NCBA Group Managing Director John Gachora. [Jonah Onyango, Standard]

NCBA Bank has reported a 20.3 per cent growth in after-tax profit for the half year to June 30, shrugging off a drop in the revenues that the bank raked in from the Fuliza loan facility after a reduction in daily charges to borrowers.

This is as its rival Family Bank reported a drop in its profit, which it said was due to higher interest expenses.

NCBA said its net profit rose to Sh9.3 billion over the first half of this year, up from Sh7.8 billion last year.

Its assets grew nine per cent year on year to Sh660 billion, while customer deposits rose 10 per cent to Sh517 billion.

The bank’s earnings from its digital lending services suffered following the lowering of charges on the Fuliza overdraft facility it operates together with Safaricom and KCB Bank. 

Following a push by President William Ruto, the firms lowered the daily charges for Fuliza loans between Sh100 and Sh500 to Sh3 from Sh5. It also lowered the daily fees for loans between Sh500 and Sh1,000 to Sh6 from Sh10.

NCBA Thursday said its earnings from its digital business in Kenya, which includes Fuliza and M-Shwari, dropped to Sh821 million in the first half of this year from Sh1.8 billion over a similar half last year.

“There were changes that were made to Fuliza, which we talked about at the end of last year, based on conversations about the tough economic period,” said NCBA Group Managing Director John Gachora.

He added that while there was a decline in earnings from digital loans, the disbursements remained high, with the bank disbursing Sh457 billion in digital loans, a 35 per cent increase year on year.

The bank’s board has recommended an interim dividend payout of Sh1.75 per share. 
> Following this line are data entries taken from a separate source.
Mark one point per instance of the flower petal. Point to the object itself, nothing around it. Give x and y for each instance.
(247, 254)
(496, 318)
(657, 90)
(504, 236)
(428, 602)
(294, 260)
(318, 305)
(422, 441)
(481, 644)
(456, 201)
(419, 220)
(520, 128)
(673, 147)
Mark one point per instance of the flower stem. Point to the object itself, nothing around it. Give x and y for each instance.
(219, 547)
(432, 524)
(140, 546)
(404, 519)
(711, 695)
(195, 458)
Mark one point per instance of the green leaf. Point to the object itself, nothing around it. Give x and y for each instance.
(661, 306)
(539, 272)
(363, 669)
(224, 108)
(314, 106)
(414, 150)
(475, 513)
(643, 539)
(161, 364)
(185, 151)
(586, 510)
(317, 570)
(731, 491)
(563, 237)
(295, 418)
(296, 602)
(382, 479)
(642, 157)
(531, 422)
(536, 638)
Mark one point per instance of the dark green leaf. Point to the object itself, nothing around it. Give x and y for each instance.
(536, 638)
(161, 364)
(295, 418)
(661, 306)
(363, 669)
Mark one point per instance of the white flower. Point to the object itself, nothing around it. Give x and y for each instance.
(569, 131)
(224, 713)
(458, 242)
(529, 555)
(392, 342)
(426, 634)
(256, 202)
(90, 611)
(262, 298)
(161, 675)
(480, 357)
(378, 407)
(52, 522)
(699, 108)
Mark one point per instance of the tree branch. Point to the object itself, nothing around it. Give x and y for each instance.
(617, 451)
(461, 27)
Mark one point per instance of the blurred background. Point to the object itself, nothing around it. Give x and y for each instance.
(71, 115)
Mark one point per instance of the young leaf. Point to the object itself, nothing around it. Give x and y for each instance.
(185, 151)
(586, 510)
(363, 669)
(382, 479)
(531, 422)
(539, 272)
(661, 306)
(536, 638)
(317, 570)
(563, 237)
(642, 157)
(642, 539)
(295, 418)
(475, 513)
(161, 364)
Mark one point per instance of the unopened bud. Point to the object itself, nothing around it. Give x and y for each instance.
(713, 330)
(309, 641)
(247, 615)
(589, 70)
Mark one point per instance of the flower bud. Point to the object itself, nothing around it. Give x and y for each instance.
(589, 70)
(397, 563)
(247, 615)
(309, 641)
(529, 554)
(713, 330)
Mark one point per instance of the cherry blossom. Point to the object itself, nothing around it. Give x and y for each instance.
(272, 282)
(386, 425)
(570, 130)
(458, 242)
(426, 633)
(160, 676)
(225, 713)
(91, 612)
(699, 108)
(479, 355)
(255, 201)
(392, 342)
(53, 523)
At the same time, Family Bank reported a decline in profit after tax for the six-month period to Sh1.4 billion from Sh1.6 billion in the first half of last year.

This was despite the bank’s rise in interest income, which was dented by higher operating costs and rising interest income.

Interest income rose by 18.7 per cent to Sh7.3 billion, which Chief Executive Rebecca Mbithi said was on account of increased lending customers across all business segments and placements with other banking institutions.

The bank, however, saw a rise in interest expense, which grew by 38.9 per cent to Sh2.8 billion. Ms Mbithi said this was due to higher funding costs for deposits and borrowings on account of the tightening liquidity in the market.  

“Our focus as a Group in the first half of the year has been to support on-ward lending to our customers across diverse sectors of our economy given the tough economic conditions,” she said.